Le gouverneur de la banque centrale du Canada affirme que l’inflation dépassera probablement la cible historique de 2 % pour l’année entière, tout en disant ne pas en faire grand cas puisque la tendance à plus long terme est stable.

Stephen Poloz s’est porté en faux contre l’idée que la cible de 2 % représente une barrière infranchissable, et a affirmé que le plus important était que l’inflation demeurerait en moyenne autour de ce chiffre sur plusieurs années.

Le gouverneur de la Banque du Canada a tenu ces propos, samedi, quelques jours après avoir révélé qu’il maintenait le taux directeur au même niveau pour une seconde mise à jour des politiques consécutive, malgré la projection de l’indice des prix à la consommation à 2,3 % pour 2018.

Il s’agit du plus haut taux d’inflation au Canada depuis plusieurs années, à la suite d’une période de profil plus bas au cœur de l’effondrement des prix du pétrole.

Dans un contexte de remontée des prix dans le secteur énergétique, M. Poloz dit croire qu’il est normal que la tendance à long terme se rééquilibre.

« UNE BONNE CHOSE »

M. Poloz a dit samedi, avant de partir pour Washington, qu’un bond de l’inflation au-delà de 2 %, « temporairement », était « en fait une bonne chose ».

« Ce que je ne veux pas est de me faire demander toute l’année ce que j’attends [pour hausser les taux] puisque l’inflation est supérieure à la cible… Vous devez parfois rappeler aux gens qu’il y a une fourchette, et que c’est correct. La politique [de la banque centrale] prend cela en considération. Nous n’allons pas à l’encontre de notre cible », a-t-il fait valoir.

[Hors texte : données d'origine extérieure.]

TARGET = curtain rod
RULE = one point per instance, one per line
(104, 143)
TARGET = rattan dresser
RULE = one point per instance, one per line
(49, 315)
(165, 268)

Des données de la Banque du Canada montrent effectivement une inflation à ce niveau dans une vingtaine de trimestres depuis le début des années 1990 – mais cela n’est pas arrivé depuis six ans.

INCERTITUDE COMMERCIALE

M. Poloz a souligné l’existence de vents contraires à l’économie canadienne comme une autre raison de maintenir les taux d’intérêt au même niveau.

Lorsqu’interrogé à savoir quelles sont les répercussions de l’incertitude commerciale, des réductions d’impôt aux États-Unis et des obstacles aux oléoducs sur l’économie, le gouverneur de la banque centrale n’a pas hésité à montrer un de ces défis du doigt plus particulièrement.

« Assurément, nous plaçons l’incertitude commerciale comme le risque principal », a dit M. Poloz.

Il a souligné que le rapport de politique monétaire de la banque centrale de la semaine dernière projette une réduction des investissements des entreprises au Canada de 3 % d’ici 2020 – et l’incertitude commerciale compte pour les deux tiers de ce déclin, plus du double des conséquences des réductions d’impôt aux États-Unis.

La banque centrale anticipe une poursuite de la croissance de l’économie canadienne cette année, mais à un rythme plus lent. Même si le Canada, les États-Unis et le Mexique arrivent à conclure un nouvel Accord de libre-échange nord-américain (ALENA) d’ici quelques semaines, comme ils le souhaitent, M. Poloz estime que les répercussions sur les investissements ne seraient pas immédiatement renversées.